# Introduction

Subsets play an important role in almost any data analysis. Suppose we have a dataset of countries, and our main interest is countries in Africa. Further, suppose we wish to examine nested subsets such as (1) countries in Africa, (2) with populations exceeding 50 million, (3) that are landlocked. In this situation, we might ask questions like:

• Of African countries with populations not exceeding 50 million, what proportion are landlocked?

• What is the average GDP in African countries with populations over 50 million?

Even in a simple situations like this, it can be a chore to keep track of nested subsets. The presence of missing values in data sets further complicates matters. And as additional subsets are examined, the magnitude of the task grows rapidly.

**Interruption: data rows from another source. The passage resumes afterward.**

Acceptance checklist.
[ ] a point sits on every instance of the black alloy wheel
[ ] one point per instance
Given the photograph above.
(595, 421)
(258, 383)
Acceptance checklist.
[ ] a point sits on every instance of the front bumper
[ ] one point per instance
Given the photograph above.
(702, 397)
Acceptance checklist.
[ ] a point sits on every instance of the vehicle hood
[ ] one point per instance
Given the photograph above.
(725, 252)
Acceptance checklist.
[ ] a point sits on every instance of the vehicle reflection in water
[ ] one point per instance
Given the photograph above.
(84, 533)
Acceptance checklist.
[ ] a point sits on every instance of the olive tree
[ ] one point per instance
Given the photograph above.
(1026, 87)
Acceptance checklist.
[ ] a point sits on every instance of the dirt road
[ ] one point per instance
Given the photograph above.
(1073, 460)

One way to represent nested subsets of a dataset is to use a tree structure, which we can call a variable tree. `vtree` is a flexible tool for drawing variable trees.

## Basic features of a variable tree

The examples that follow use a dataset of 46 fictitious patients called `FakeData`. Based on this dataset, the variable tree below depicts subsets defined by `Sex` (M or F) nested within subsets defined by disease `Severity` (Mild, Moderate, Severe, or NA). A variable tree consists of nodes connected by arrows. At the top of the diagram above, the root node of the tree contains all 46 patients. The rest of the nodes are arranged in successive levels, where each level corresponds to a variable. The nodes immediately below the root represent values of `Severity` and are referred to as the children of the root node. In this case, `Severity` was missing (NA) for 6 patients, and there is a node for these patients. Inside each of the nodes, the number of patients is displayed and—except for the missing value node—the corresponding percentage is also shown. Note that, by default, `vtree` displays “valid” percentages, i.e. the denominator used to calculate the percentage is the total number of non-missing values, 40.

The nodes in the next level (which is the final level for this tree) correspond to values of `Sex`. These nodes represent males and females within subsets defined by each value of `Severity`. In each of these nodes the percentage is calculated in terms of the number of patients in its parent node.

Like any node, a missing-value node can have children. For example, of the 6 patients for whom `Severity` is missing, 3 are female and 3 are male. By default, `vtree` displays the full missing-value structure of the specified variables in the data frame.

Also by default, `vtree` automatically assigns a color palette to each variable. `Severity` has been assigned red hues (lightest for Mild, darkest for Severe), while `Sex` has been assigned blue hues (light blue for females, dark blue for males). The node representing missing values of `Severity` is colored white to draw attention to it.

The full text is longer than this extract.